SASIMWANI, Kenya — Par un froid après-midi de novembre, Esther Norparua et deux de ses filles étaient assises par terre devant leur ferme, face à la forêt. Des nuages sombres s'amoncelaient, mais les deux maisons du complexe n'offraient guère d'abri contre la pluie à venir : quelques jours plus tôt, la police était descendue dans les villages Ogiek de cette partie du complexe forestier de Mau au Kenya, démolissant ou incendiant des dizaines de maisons dans le cadre d'une opération soutenue visant à expulser leurs habitants. Norparua n'a eu que le temps de retirer quelques objets avant que les policiers n'arrachent le toit en zinc de sa maison et ne perdent d'énormes trous dans les murs en terre battue.

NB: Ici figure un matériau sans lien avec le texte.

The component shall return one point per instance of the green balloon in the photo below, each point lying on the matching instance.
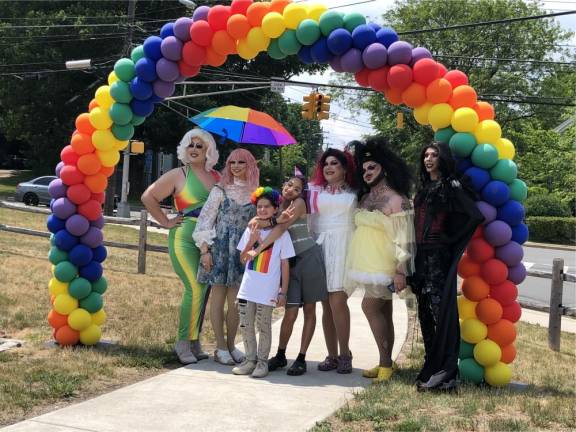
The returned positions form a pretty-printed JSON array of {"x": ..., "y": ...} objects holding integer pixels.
[
  {"x": 57, "y": 255},
  {"x": 308, "y": 32},
  {"x": 124, "y": 69},
  {"x": 120, "y": 92},
  {"x": 121, "y": 114},
  {"x": 444, "y": 135},
  {"x": 288, "y": 43},
  {"x": 462, "y": 144},
  {"x": 485, "y": 156},
  {"x": 504, "y": 170},
  {"x": 65, "y": 271},
  {"x": 79, "y": 288},
  {"x": 137, "y": 53},
  {"x": 471, "y": 371},
  {"x": 353, "y": 20},
  {"x": 274, "y": 50},
  {"x": 124, "y": 132},
  {"x": 330, "y": 21},
  {"x": 100, "y": 285},
  {"x": 518, "y": 190},
  {"x": 92, "y": 303}
]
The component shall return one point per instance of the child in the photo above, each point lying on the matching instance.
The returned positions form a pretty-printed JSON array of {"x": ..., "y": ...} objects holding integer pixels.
[{"x": 259, "y": 293}]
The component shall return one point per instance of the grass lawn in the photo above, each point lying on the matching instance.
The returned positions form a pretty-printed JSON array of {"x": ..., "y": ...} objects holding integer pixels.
[{"x": 142, "y": 318}]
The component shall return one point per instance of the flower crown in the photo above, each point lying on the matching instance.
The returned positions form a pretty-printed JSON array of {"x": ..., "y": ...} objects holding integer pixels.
[{"x": 267, "y": 192}]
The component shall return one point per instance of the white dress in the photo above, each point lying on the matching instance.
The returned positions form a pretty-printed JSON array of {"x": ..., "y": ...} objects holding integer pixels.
[{"x": 332, "y": 222}]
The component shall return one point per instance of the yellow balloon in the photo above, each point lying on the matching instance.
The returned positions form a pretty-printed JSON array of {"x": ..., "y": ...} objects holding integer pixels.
[
  {"x": 421, "y": 113},
  {"x": 273, "y": 24},
  {"x": 100, "y": 119},
  {"x": 473, "y": 330},
  {"x": 91, "y": 335},
  {"x": 103, "y": 97},
  {"x": 108, "y": 158},
  {"x": 464, "y": 120},
  {"x": 498, "y": 375},
  {"x": 488, "y": 132},
  {"x": 487, "y": 352},
  {"x": 56, "y": 287},
  {"x": 440, "y": 115},
  {"x": 99, "y": 317},
  {"x": 64, "y": 304},
  {"x": 505, "y": 149},
  {"x": 466, "y": 308},
  {"x": 294, "y": 14},
  {"x": 79, "y": 319}
]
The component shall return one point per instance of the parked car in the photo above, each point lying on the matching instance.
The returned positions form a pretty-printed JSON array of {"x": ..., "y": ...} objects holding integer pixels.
[{"x": 35, "y": 191}]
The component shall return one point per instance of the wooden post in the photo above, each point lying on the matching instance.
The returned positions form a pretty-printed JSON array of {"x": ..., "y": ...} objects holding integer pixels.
[
  {"x": 556, "y": 309},
  {"x": 142, "y": 242}
]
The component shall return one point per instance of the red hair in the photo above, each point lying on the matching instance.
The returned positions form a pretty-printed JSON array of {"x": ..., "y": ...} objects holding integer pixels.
[{"x": 345, "y": 159}]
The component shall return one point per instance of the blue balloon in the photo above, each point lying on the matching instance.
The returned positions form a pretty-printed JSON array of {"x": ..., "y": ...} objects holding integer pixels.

Maasai Mau fait partie du plus grand complexe forestier de Mau, 273 300 hectares (675 300 acres) de forêts protégées qui forment un château d'eau vital, la source des rivières qui se jettent dans le célèbre écosystème du Mara-Serengeti et dont dépendent des milliers de communautés en aval pour leur agriculture et usage domestique. Les données satellite de la plateforme de surveillance Global Forest Watch indiquent que le complexe forestier de Mau dans son ensemble a perdu 19 % de sa couverture arborée entre 2001 et 2022.
Il y a trois villages Ogiek en bordure de Maasai Mau, à Sasimwani, dans le comté de Narok, à 190 kilomètres (118 miles) de la capitale, Nairobi. Ils sont situés dans les collines, entourés d’une épaisse canopée d’arbres. Chaque ferme possède une partie de terrain à proximité où ils cultivent des cultures comme des pommes de terre, du maïs et des légumes. Le bétail et les moutons paissent dans des clairières établies de longue date.
Les poutres brisées et les maisons incendiées au milieu de ce paysage sont les signes d'une lutte acharnée entre un peuple autochtone qui lutte pour sa place dans un État moderne et un gouvernement qui les accuse de détruire la forêt qui est leur demeure ancestrale. Ce qui est en jeu, ce sont à la fois les moyens de subsistance des Ogiek et la forêt où ils habitent depuis bien avant la naissance de la nation kenyane.
Un jeune homme se tient là où se trouvait sa hutte à Sasimwani. Image d'Anthony Langat pour Mongabay.
Que se passe-t-il?
Le 2 novembre, une force conjointe de la police, du Kenya Forest Service et du Kenya Wildlife Service est arrivée à Sasimwani avec l'ordre d'expulser 700 ménages. Lorsque Mongabay s'est rendu dans la région les 13 et 14 novembre, une grande partie du village avait été détruite et les habitants s'attendaient à ce que les officiers se rendent dans les villages voisins de Pogo et Sagatian.
De nombreux habitants de Sasimwani sont restés malgré les destructions et les fortes pluies. D’autres ont cherché refuge chez des amis ou des proches dans la ville voisine d’Ololkirkiria. Des ânes parcouraient les sentiers loin des villages, chargés d'articles ménagers et de meubles sauvés de l'assaut.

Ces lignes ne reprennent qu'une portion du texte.